As an aside I've already travelled to Denmark, German Baltic coast, Lubecke, Leipzig, Dresden and Prague so feel free to contact me if you want any info on these locations - I found some cracking Stellplatz!


----------



## aido (May 17, 2005)

*post subject*

Mosel Valley
We visited that part of Germany And would go again beautifull scenery, it was the best part of our holidays.we stayed in a site called sonnenburg we didnt have to book it very nice site overlooking the valley and great for children....aido


----------



## desertsong (Mar 8, 2006)

Hello there,

Spent a week along the Mosel last summer, most enjoyable, very relaxing. We seemed to keep ending up at Bernkastel, very picturesque, clean and pleasant. There's a stellplatz across the bridge, very clean and hardstanding on a slight slope.
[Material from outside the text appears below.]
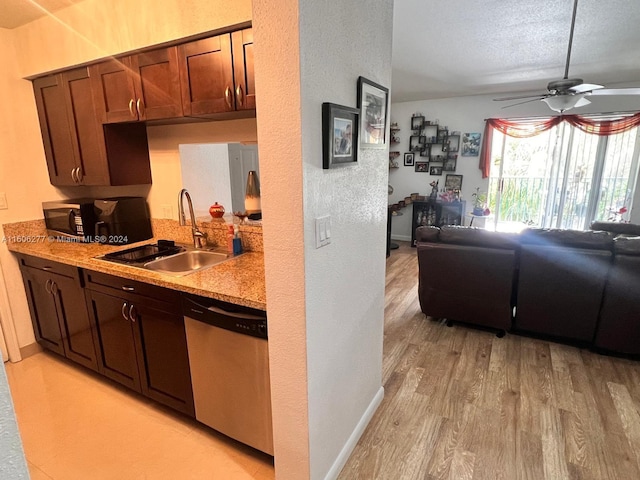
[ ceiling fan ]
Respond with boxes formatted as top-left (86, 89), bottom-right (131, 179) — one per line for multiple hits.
top-left (494, 0), bottom-right (640, 113)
Plenty of campsites around too, but further away from the town. Plenty of places to eat.

Cochem is nice too but quite busy. Lots of stellplatz along the length of the Mosel and a huge one at Enkirch. Wish I was there now.

desertsong


----------



## 98810 (Apr 21, 2006)

Many thanks Aido and Desertsong. I'll check out those locations. 
Did you use the cycle paths that I keep seeing mentioned? I'm just wondering how flat they are as we'll have two children on the back of our bikes with not many gears!


----------



## zulurita (May 9, 2005)

Hi,

The cycle track to Bernkastelkues from the Stellplatz is flat and easy so should be ok for you and the children. The stellplatz is on opp side of river to Bernkastelkues and is close to the cycle path. On the road to the stellplatz is a Lidl and also a big diy place which is very good. There was a campsite up the river as I remember walking along river and coming accross one, again on opp side of river to BK.
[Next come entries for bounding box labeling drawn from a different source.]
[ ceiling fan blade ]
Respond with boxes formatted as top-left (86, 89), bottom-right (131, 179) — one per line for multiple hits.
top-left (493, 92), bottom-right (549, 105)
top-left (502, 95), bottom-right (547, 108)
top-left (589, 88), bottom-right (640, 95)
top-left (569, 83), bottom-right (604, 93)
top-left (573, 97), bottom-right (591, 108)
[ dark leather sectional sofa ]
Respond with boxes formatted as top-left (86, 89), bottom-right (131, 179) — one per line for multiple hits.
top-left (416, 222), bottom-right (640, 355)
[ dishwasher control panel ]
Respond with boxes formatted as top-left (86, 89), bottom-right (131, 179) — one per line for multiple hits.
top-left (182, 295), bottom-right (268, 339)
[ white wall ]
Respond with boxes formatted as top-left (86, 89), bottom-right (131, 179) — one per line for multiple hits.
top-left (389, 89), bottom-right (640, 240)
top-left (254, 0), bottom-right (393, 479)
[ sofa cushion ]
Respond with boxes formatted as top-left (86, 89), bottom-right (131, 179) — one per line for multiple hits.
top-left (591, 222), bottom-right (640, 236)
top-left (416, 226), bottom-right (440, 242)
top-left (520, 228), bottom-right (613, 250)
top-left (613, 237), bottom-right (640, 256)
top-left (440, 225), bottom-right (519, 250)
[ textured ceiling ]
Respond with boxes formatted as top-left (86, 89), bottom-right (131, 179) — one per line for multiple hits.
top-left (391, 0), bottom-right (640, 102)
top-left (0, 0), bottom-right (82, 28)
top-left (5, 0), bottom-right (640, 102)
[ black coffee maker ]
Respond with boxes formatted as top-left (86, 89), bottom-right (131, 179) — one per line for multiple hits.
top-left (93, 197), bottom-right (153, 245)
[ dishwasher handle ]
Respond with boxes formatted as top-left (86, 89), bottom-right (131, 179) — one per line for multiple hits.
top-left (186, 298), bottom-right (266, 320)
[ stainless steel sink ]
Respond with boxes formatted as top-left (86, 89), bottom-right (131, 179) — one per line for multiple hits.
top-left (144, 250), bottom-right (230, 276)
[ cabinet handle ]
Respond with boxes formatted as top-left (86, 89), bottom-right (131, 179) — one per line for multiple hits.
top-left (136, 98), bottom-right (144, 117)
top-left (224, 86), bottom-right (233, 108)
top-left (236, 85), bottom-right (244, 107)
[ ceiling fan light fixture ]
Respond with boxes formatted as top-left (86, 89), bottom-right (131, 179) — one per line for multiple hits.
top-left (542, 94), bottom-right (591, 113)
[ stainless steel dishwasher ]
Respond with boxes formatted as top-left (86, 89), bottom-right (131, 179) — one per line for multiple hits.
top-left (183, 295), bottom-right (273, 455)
Also Enkirch stellplatz has a big grassy parking area but village doesn't have a lot going on but there are loos and showers a short walk away.


----------



## 98452 (Apr 2, 2006)

We loved the Mosel and spotted this happy family :lol: :lol: :lol:


----------



## 98810 (Apr 21, 2006)

Zulirita - cheers. 

RR - I just wish someone would invent an amphibious Motor Home! Wouldn't it be great to start threads on 'Wild Mooring Sites' for a change...


----------